In den Tagen nach Jacksons Tod ist die Welt nicht mehr dieselbe: Websites brechen zusammen, der gesamte Internet-Traffic steigt um mehr als 11% an. MTV sendet stundenlang Musikvideos des Ausnahmekünstlers, weitere Sender zeigen eine Dokumentation nach der anderen. Eine regelrechte Jackson-Manie bricht aus, die ganze Welt nimmt Anteil am plötzlichen Tod des „King Of Pop“. Die Andacht findet am 7. Juli 2009 in Los Angeles statt. Aus stolzen 1,6 Millionen Bewerbern werden 8.750 Fans ausgesucht, die daran teilnehmen dürfen. Stars wie Mariah Carey, Stevie Wonder, Lionel Richie oder Jennifer Hudson treten auf, Smokey Robinson und Queen Latifah halten Trauerreden. Im Internet wird die Veranstaltung live übertragen, allein in den USA schauen mehr als 30 Millionen Menschen zu.

In den Monaten danach bricht Jackson sogar posthum noch Rekorde. Mehr als 35 Millionen seiner Alben verkaufen sich 2009 weltweit, mehr als von jedem anderen Künstler. Innerhalb einer Woche werden seine Songs über zwei Millionen Mal heruntergeladen. Gleich vier seiner Alben landen in der Top 20 der US-Jahrescharts.

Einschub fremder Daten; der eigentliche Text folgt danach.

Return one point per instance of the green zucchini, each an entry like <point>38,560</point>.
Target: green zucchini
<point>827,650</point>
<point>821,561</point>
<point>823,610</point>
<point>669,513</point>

Doch genau wie sein Erfolg bleiben auch die Vorwürfe gegen ihn bestehen. 2013 erhebt Choreograf Wade Robson Anklage. Jackson habe ihn sieben Jahre lang sexuell belästigt, schon im Alter von sieben Jahren sei er missbraucht worden. 2014 reicht auch James Safechuck Klage ein und sagt aus, der Musiker habe ihn im Alter von zehn bis 14 missbraucht. Beide hatten 1993 noch zu Jacksons Gunsten ausgesagt, Robson 2005 sogar noch einmal. Beide Fälle werden nicht weiter verfolgt, da die Ereignisse zu lange her seien.

Im Jahr 2019 erreichen die Vorwürfe im Zuge der Dokumentation Leaving Neverland noch einmal eine neue Dimension. Erneut sind es Safechuck und Robson, die vor einer Kamera erklären, der Popstar habe sie über Jahre hinweg missbraucht. „Er war einer der gütigsten, sanftesten, liebevollsten Menschen, die ich kannte“, berichtet Robson. „Und er hat mich über sieben Jahre sexuell missbraucht.“ In aller Deutlichkeit schildern die beiden die Praktiken, die Jackson mit ihnen durchgeführt haben soll, weit über die Schmerzgrenze der Zuschauerschaft hinaus.

Bis heute spalten die Vorwürfe die Anhänger von Jackson in zwei Lager: Die Fans, die sich nicht vorstellen können, dass ihr Liebling diese Taten begangen haben soll und diejenigen, die die Aussagen der mutmaßlichen Opfer mindestens bemerkenswert finden, wenn nicht gar glauben. Eine juristische Auflösung wird es nach Jacksons Tod nicht mehr geben.

Wie auch immer man zu den Missbrauchsvorwürfen steht – ob man sie glaubt oder nicht, ob man sie von der Kunst trennen mag oder nicht, oder ob man schlicht schmerzlich hinnimmt, dass Jacksons Privatleben immer wieder kleinere oder größere Schatten auf seine Musik geworfen hat: Was er für die Popkultur getan hat, lässt sich kaum in Worte fassen.